La « province » éternelle

Il est là, à chaque instant, et transpire sans même que nous n’y prêtions encore attention. Il nous domine pourtant, nous menotte même, et se meut au quotidien dans ce qui est devenu, à la lumière d’un matraquage idéologique séculaire, une apparente banalité. « Le centralisme est une névrose. Il faut lutter contre nous-mêmes : notre tête est centraliste. Le malade prend parti pour sa névrose. » Ces mots du penseur montalbanais Felix Castan résonnent dans l’actualité. Malheureusement, le caractère expansif du centralisme à la française n’a pas fini de nous surprendre. Ou du moins de nous amoindrir. Dans notre humanité, dans notre façon de percevoir le monde, devenu externe à ce processus de repli, à cette captation de l’humain. Politique, idéologique et social d’abord, culturel ensuite, le centralisme français vous en remercie, ou pas d’ailleurs, il s’en fout en fait. Il ne mise sur vous que si vous servez à sa cause. Quoi qu’il en soit : il se porte bien. Mieux que vous assurément, et vous n’en savez rien, c’est d’ailleurs là tout le concept, tant il se nourrit de ce qui vous grignote. Cela en évoluant sous la houlette d’une poignée de personnes alors que nous n’y prêtons plus attention, trop enfumés que nous sommes par son omniprésence invisible, lui qui semble avoir même échappé aux mains de ses créateurs, devenus « provinciaux » à leur tour, chair à canon engluée dans sa propre matrice.

Il en va de même avec toutes les normes : ce qui en est extérieur fait l’objet de suspicions, ce qui en est extérieur doit faire ses preuves, mais sans que la norme elle-même ne lui en donne réellement les moyens.

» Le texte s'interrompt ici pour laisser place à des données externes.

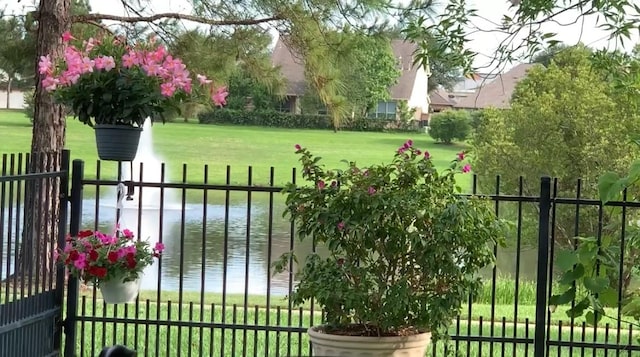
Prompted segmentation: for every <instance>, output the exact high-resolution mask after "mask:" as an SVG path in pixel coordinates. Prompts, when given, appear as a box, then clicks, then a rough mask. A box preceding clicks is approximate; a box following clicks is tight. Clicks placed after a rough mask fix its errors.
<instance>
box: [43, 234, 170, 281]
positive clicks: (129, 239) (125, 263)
mask: <svg viewBox="0 0 640 357" xmlns="http://www.w3.org/2000/svg"><path fill="white" fill-rule="evenodd" d="M163 250H164V245H163V244H162V243H156V244H155V245H154V246H153V247H151V245H150V244H149V243H148V242H146V241H142V240H136V239H134V235H133V232H131V231H130V230H128V229H123V230H120V229H117V230H116V231H115V233H114V234H106V233H102V232H99V231H95V232H94V231H91V230H85V231H80V232H79V233H78V236H77V237H71V236H67V239H66V244H65V246H64V247H63V248H60V249H57V250H56V251H55V252H54V255H55V256H56V257H55V258H56V260H57V261H58V262H62V263H63V264H64V265H65V267H66V268H67V269H68V271H69V272H70V273H71V274H72V275H73V276H75V277H77V278H79V279H81V280H83V281H85V282H93V283H96V284H97V285H100V283H101V282H103V281H108V280H111V279H114V278H117V279H122V281H125V282H126V281H134V280H136V279H137V278H138V277H139V275H140V273H142V271H143V270H144V268H145V267H147V266H149V265H151V264H152V263H153V259H154V258H159V257H160V255H161V254H162V251H163Z"/></svg>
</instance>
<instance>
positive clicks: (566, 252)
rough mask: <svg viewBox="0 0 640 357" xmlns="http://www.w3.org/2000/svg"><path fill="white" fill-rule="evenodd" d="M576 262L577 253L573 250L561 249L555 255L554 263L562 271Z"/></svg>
mask: <svg viewBox="0 0 640 357" xmlns="http://www.w3.org/2000/svg"><path fill="white" fill-rule="evenodd" d="M578 263H579V259H578V254H577V253H576V252H575V251H573V250H561V251H559V252H558V255H557V256H556V264H557V266H558V269H560V270H561V271H563V272H566V271H569V270H571V269H573V266H574V265H576V264H578Z"/></svg>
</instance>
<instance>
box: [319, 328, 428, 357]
mask: <svg viewBox="0 0 640 357" xmlns="http://www.w3.org/2000/svg"><path fill="white" fill-rule="evenodd" d="M307 333H308V334H309V339H310V340H311V347H312V348H313V354H314V355H316V356H336V357H340V356H359V357H424V356H425V354H426V353H427V347H428V346H429V343H430V342H431V333H421V334H418V335H411V336H397V337H396V336H394V337H363V336H342V335H331V334H328V333H324V332H322V331H321V327H320V326H314V327H310V328H309V329H308V330H307Z"/></svg>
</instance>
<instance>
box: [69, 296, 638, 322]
mask: <svg viewBox="0 0 640 357" xmlns="http://www.w3.org/2000/svg"><path fill="white" fill-rule="evenodd" d="M82 295H83V296H86V298H85V299H86V304H88V305H91V303H92V295H93V292H92V290H90V289H88V290H84V291H83V292H82ZM139 299H140V304H145V301H146V300H149V301H150V303H151V304H155V302H156V301H158V299H157V292H155V291H141V292H140V295H139ZM96 301H97V304H98V305H100V304H101V299H100V294H99V293H98V294H97V299H96ZM159 301H161V305H162V306H166V305H167V304H168V302H171V305H172V306H174V307H175V306H178V303H179V301H180V296H179V294H178V293H177V292H166V291H163V292H161V295H160V300H159ZM201 301H204V304H203V305H204V306H205V308H208V309H210V308H211V305H215V306H216V307H217V308H220V306H222V294H216V293H206V294H204V300H201V296H200V293H195V292H185V293H183V295H182V306H183V309H184V308H185V307H186V306H189V304H193V305H194V306H195V307H196V308H199V306H200V305H201ZM246 301H247V302H246V306H247V307H248V308H249V309H254V308H256V307H257V308H259V309H260V310H266V307H267V301H266V297H265V296H263V295H248V296H247V300H246ZM533 301H535V300H533ZM533 301H532V302H529V303H527V304H523V303H521V304H518V309H517V316H516V310H515V309H514V305H513V304H500V303H497V304H496V305H495V309H494V311H493V314H494V315H493V316H494V317H495V321H496V323H500V322H501V320H502V318H503V317H504V319H505V321H506V322H510V323H513V322H517V323H519V324H524V323H526V322H527V321H528V322H529V323H533V322H535V315H536V306H535V305H534V302H533ZM225 303H226V306H227V307H228V308H229V309H232V308H233V306H234V305H236V306H237V307H238V308H239V309H243V307H244V306H245V297H244V295H242V294H227V297H226V300H225ZM288 306H289V305H288V301H287V300H286V299H285V298H283V297H272V298H271V301H270V307H271V310H273V311H275V309H276V308H277V307H280V309H281V311H282V312H283V313H285V312H286V311H287V309H288ZM129 308H130V307H129ZM299 308H300V309H302V310H303V311H305V312H307V313H308V312H309V311H310V308H311V306H310V304H309V303H306V304H304V305H302V306H300V307H293V309H294V310H298V309H299ZM569 309H570V306H568V305H567V306H559V307H558V308H557V309H556V311H555V312H554V313H552V314H551V319H550V322H551V324H552V325H559V324H560V323H562V324H563V325H565V326H566V325H569V324H571V320H570V318H569V317H568V316H567V314H566V312H567V310H569ZM314 311H316V312H318V311H320V307H319V306H318V305H316V306H314ZM606 311H607V315H608V316H617V310H616V309H610V308H608V309H606ZM469 316H471V321H479V320H480V318H482V319H483V320H484V321H487V320H490V319H491V317H492V305H491V302H490V301H480V302H475V303H473V304H472V305H471V315H469V310H468V305H464V306H463V309H462V315H461V320H465V321H466V320H469ZM623 319H625V320H627V321H633V318H632V317H628V316H623ZM583 322H585V319H584V317H578V318H575V319H574V321H573V325H574V326H580V325H581V324H582V323H583ZM607 324H609V325H610V326H612V327H615V326H616V324H617V322H616V321H615V320H614V319H612V318H608V317H603V318H602V320H601V321H600V322H599V324H598V326H599V327H602V328H604V327H605V326H606V325H607ZM622 325H623V326H625V325H626V324H622Z"/></svg>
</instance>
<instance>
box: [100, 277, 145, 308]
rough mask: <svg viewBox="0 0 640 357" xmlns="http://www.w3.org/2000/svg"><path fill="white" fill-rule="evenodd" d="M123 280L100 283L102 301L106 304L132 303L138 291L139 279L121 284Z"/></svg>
mask: <svg viewBox="0 0 640 357" xmlns="http://www.w3.org/2000/svg"><path fill="white" fill-rule="evenodd" d="M122 280H123V278H115V279H111V280H108V281H104V282H101V283H100V292H101V293H102V299H103V300H104V302H106V303H107V304H125V303H128V302H134V301H135V300H136V297H138V292H139V291H140V278H138V279H136V280H134V281H127V282H123V281H122Z"/></svg>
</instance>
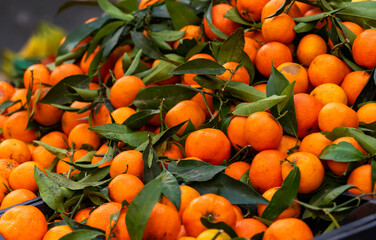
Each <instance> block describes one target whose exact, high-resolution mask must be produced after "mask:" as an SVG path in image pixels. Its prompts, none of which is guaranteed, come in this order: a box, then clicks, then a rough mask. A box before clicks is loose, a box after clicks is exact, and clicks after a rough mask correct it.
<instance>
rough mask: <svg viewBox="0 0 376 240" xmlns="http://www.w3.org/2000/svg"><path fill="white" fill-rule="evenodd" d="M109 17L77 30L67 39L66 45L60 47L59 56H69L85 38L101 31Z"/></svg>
mask: <svg viewBox="0 0 376 240" xmlns="http://www.w3.org/2000/svg"><path fill="white" fill-rule="evenodd" d="M108 20H109V17H103V18H99V19H97V20H95V21H93V22H90V23H88V24H83V25H81V26H79V27H77V28H75V29H74V30H73V31H72V32H71V33H70V34H69V35H68V36H67V38H66V39H65V41H64V43H63V44H62V45H61V46H60V47H59V51H58V54H57V55H58V56H62V55H65V54H68V53H69V52H70V51H72V50H73V49H74V48H75V47H76V46H77V44H79V43H80V42H81V41H82V40H83V39H84V38H86V37H87V36H89V35H90V34H92V33H93V32H95V31H96V30H98V29H100V28H101V27H102V26H103V25H104V24H105V23H106V22H107V21H108Z"/></svg>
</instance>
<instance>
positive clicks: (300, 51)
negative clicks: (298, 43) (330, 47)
mask: <svg viewBox="0 0 376 240" xmlns="http://www.w3.org/2000/svg"><path fill="white" fill-rule="evenodd" d="M327 52H328V47H327V45H326V42H325V40H324V39H323V38H322V37H320V36H319V35H316V34H308V35H305V36H304V37H303V38H302V39H301V40H300V42H299V44H298V48H297V50H296V55H297V57H298V60H299V62H300V63H301V64H303V65H304V66H306V67H309V65H311V62H312V60H313V59H314V58H315V57H317V56H319V55H321V54H325V53H327Z"/></svg>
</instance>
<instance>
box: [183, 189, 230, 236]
mask: <svg viewBox="0 0 376 240" xmlns="http://www.w3.org/2000/svg"><path fill="white" fill-rule="evenodd" d="M202 217H204V218H206V219H208V220H209V221H210V222H213V223H215V222H225V223H227V224H228V225H229V226H231V227H235V225H236V213H235V211H234V209H233V207H232V205H231V203H230V202H229V201H228V200H227V199H226V198H224V197H221V196H218V195H215V194H212V193H209V194H205V195H202V196H200V197H198V198H196V199H194V200H193V201H192V202H191V203H190V204H189V206H188V207H187V208H186V209H185V211H184V213H183V224H184V227H185V230H186V232H187V235H188V236H193V237H197V236H198V235H199V234H200V233H201V232H203V231H204V230H205V229H206V227H205V226H204V225H202V223H201V218H202Z"/></svg>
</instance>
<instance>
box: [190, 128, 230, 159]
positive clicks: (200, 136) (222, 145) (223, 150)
mask: <svg viewBox="0 0 376 240" xmlns="http://www.w3.org/2000/svg"><path fill="white" fill-rule="evenodd" d="M185 153H186V154H187V157H198V158H199V159H201V160H203V161H205V162H207V163H210V164H213V165H219V164H221V163H222V162H223V161H227V160H228V159H229V158H230V154H231V143H230V141H229V140H228V138H227V137H226V135H225V134H224V133H223V132H222V131H220V130H218V129H212V128H204V129H200V130H197V131H195V132H192V133H191V134H189V135H188V137H187V139H186V141H185Z"/></svg>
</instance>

Une façon comme une autre de castrer ce qui pourrait faire de l’ombre à son hégémonie, à son royaume anthropophage.

Ainsi, d’un centralisme national à toute autre forme d’impérialisme ne ressortent que frustration, paranoïa, déshumanisation. Et en évacuant pour le centre tout ce qui nous constitue, on détruit dans le même geste ce qui lui est extérieur.

Ps : Selon un rapport de l’Inspection générale des affaires culturelles, la région Ile-de-France (18 % de la population française) a reçu, en 2013, un peu plus des deux tiers des crédits culturels de l’Etat.